Using nginx modules in kong

Hi,

I have a case where I need to use kong together with an nginx modules, such as nchan. So basically I would need to

  • load the nahcn library when kong starts
  • configure a public location for nchan in the same virtual server serving kong API (like the case: Serving both a website and your APIs from Kong
  • configure an internal end point that is accessible only from internal trusted services

I’d appreciate any help to clarify if this can be done and, if so, at the high level, how to achieve those listed above.

Hi,

Yes, doing what you described very much is of the real of the possible, although non-trivial.

load the nchan library when Kong starts

You will need to compile OpenResty for Kong yourself, as detailed in the “install from source” instructions (GitHub - Kong/kong: 🦍 The Cloud-Native API Gateway) and link it against nchan, as developed in the installation section of the library’s “build from source” section: Nchan - flexible pubsub for the modern web

You should have something like this:

$ ./configure \
  --with-pcre-jit \
  --with-ipv6 \
  --with-http_realip_module \
  --with-http_ssl_module \
  --with-http_stub_status_module \
  --with-http_v2_module \
  --add-module=path/to/nchan

You can also get fancy and build it as a dynamic module, but I won’t detail it here.

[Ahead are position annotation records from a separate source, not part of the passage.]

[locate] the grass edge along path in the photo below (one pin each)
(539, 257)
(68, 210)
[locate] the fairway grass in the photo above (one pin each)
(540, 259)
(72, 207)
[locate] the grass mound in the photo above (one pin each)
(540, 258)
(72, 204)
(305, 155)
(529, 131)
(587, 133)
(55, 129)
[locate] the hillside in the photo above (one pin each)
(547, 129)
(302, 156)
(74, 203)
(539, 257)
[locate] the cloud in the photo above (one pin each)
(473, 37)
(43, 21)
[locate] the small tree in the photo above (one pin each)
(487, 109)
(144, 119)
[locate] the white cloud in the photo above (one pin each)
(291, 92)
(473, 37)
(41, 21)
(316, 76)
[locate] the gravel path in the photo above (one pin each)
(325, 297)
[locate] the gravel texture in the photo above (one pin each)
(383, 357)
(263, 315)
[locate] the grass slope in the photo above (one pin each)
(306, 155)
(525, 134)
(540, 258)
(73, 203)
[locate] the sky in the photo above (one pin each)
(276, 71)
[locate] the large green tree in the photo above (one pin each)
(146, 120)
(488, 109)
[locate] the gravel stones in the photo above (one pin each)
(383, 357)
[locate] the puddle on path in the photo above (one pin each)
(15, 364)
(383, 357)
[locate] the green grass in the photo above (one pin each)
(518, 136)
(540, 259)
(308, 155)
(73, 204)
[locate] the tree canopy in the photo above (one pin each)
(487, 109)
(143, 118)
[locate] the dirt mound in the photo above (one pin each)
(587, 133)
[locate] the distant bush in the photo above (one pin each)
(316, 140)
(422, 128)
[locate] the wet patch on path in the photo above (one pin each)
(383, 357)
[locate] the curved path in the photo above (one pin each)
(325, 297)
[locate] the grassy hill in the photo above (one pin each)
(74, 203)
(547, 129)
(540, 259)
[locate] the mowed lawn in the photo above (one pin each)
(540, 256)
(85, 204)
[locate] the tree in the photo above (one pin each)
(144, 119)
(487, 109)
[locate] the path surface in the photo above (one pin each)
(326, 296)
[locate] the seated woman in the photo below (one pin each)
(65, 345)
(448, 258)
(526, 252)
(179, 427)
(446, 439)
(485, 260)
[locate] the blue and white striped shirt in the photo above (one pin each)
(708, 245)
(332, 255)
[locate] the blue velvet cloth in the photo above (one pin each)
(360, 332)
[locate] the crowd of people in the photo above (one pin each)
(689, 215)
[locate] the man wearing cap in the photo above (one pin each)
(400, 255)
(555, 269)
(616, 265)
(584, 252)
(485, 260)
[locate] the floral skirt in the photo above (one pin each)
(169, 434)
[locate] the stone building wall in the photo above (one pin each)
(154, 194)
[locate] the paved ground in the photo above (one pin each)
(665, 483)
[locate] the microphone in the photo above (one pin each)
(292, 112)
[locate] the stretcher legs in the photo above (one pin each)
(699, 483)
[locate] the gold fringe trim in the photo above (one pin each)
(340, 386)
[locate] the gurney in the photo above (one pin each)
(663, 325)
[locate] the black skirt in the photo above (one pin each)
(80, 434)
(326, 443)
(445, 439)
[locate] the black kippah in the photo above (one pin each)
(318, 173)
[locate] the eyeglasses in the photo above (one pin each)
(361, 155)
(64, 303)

configure a public location for nchan in the same virtual server serving kong API

The resource you linked to is a good pointer for this. You can either:

  1. Create and maintain your own Nginx configuration template (the link you pointed to)
  2. Leverage dynamically injected Nginx directives if you are using Kong 0.14.0 or above (see https://docs.konghq.com/0.14.x/configuration#including-files-via-injected-nginx-directives)

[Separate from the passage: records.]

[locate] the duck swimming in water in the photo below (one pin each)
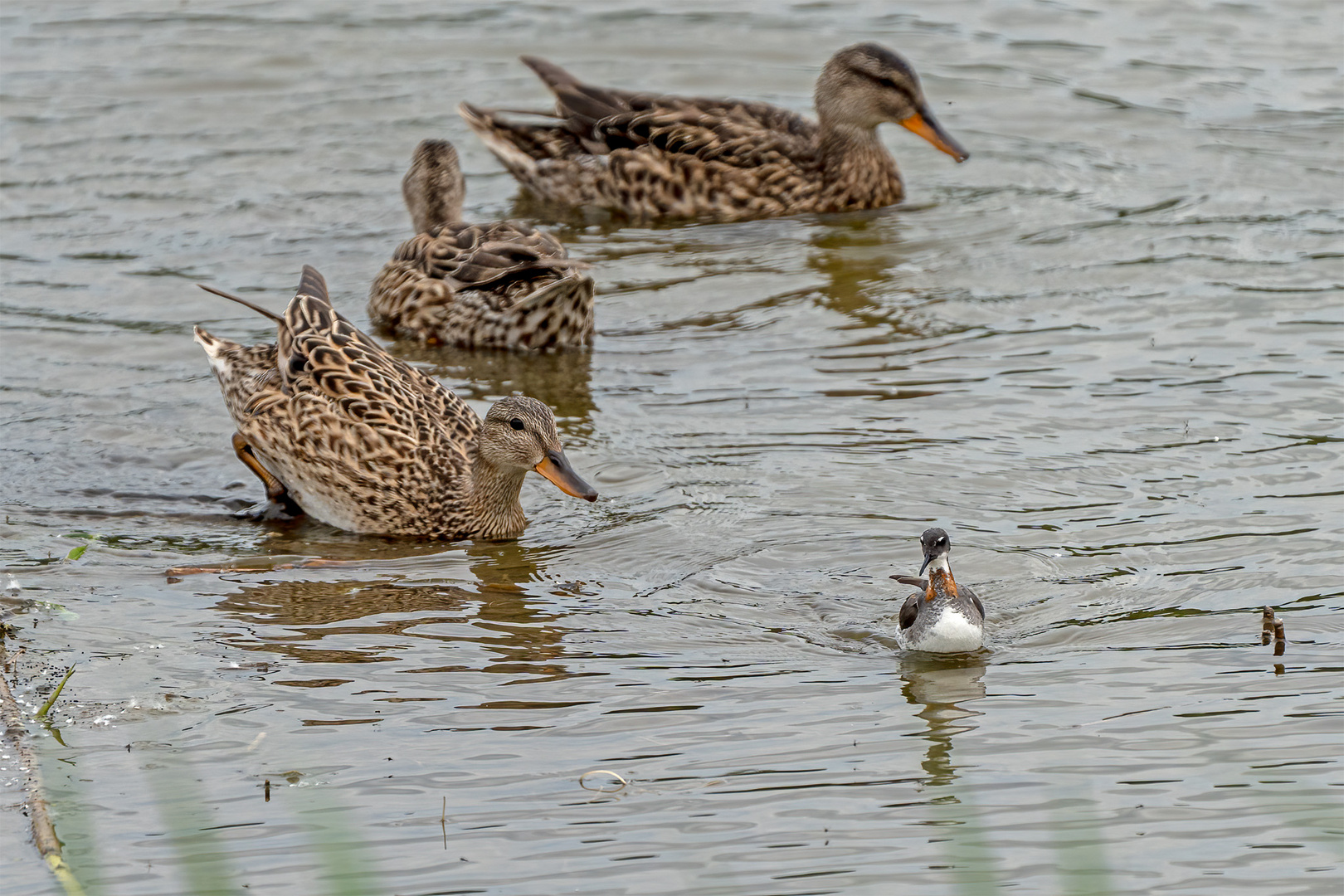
(942, 617)
(648, 155)
(336, 427)
(494, 285)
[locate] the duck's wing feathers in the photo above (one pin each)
(489, 257)
(600, 119)
(358, 388)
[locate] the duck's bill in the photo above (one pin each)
(923, 124)
(557, 468)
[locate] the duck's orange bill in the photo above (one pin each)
(925, 125)
(557, 468)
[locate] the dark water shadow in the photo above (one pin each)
(299, 620)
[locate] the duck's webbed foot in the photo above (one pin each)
(272, 511)
(279, 505)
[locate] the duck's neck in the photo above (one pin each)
(941, 585)
(856, 169)
(494, 505)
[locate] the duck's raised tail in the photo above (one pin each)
(244, 301)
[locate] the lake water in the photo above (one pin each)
(1103, 353)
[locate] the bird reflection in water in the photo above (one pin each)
(312, 621)
(942, 688)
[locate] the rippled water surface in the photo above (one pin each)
(1103, 353)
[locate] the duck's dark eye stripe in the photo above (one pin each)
(889, 84)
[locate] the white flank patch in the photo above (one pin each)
(952, 633)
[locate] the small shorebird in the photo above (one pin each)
(942, 617)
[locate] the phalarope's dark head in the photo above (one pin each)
(942, 617)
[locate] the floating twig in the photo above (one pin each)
(56, 694)
(620, 782)
(43, 832)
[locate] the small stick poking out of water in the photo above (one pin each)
(1273, 626)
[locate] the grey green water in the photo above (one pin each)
(1105, 353)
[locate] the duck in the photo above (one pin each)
(942, 617)
(339, 429)
(502, 285)
(650, 156)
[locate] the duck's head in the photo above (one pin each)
(936, 546)
(433, 187)
(866, 85)
(519, 434)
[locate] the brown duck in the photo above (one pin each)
(494, 285)
(659, 156)
(336, 427)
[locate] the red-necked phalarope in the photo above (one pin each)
(942, 617)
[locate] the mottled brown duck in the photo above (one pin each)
(336, 427)
(659, 156)
(496, 285)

Option 2. is nicer if you already use Kong 0.14.0, and you’d probably end-up with something like this:

$ export KONG_NGINX_PROXY_INCLUDE="/path/to/your/nginx-location.conf"

configure an internal end point that is accessible only from internal trusted services

Here, your nginx-location.conf file will be injected within Kong’s proxy server, and can be anything you want. How you protect the endpoint from untrusted services is up to you.

Hope that helps,

Thanks @thibaultcha for the details. Upon closer look, what I hope to achieve was to have the NCHAN URLs accessed behind Kong in the same nginx process. So not really the case where NCHAN URL is exposed independently from Kong.

For example, I would like to set up Kong and use a security plugin, such as JWT, to secure the NCHAN URL. Is that possible?

In that case, pretty much everything I described in my above message is still relevant. The final result is that a new, internal location block is injected into the nginx configuration.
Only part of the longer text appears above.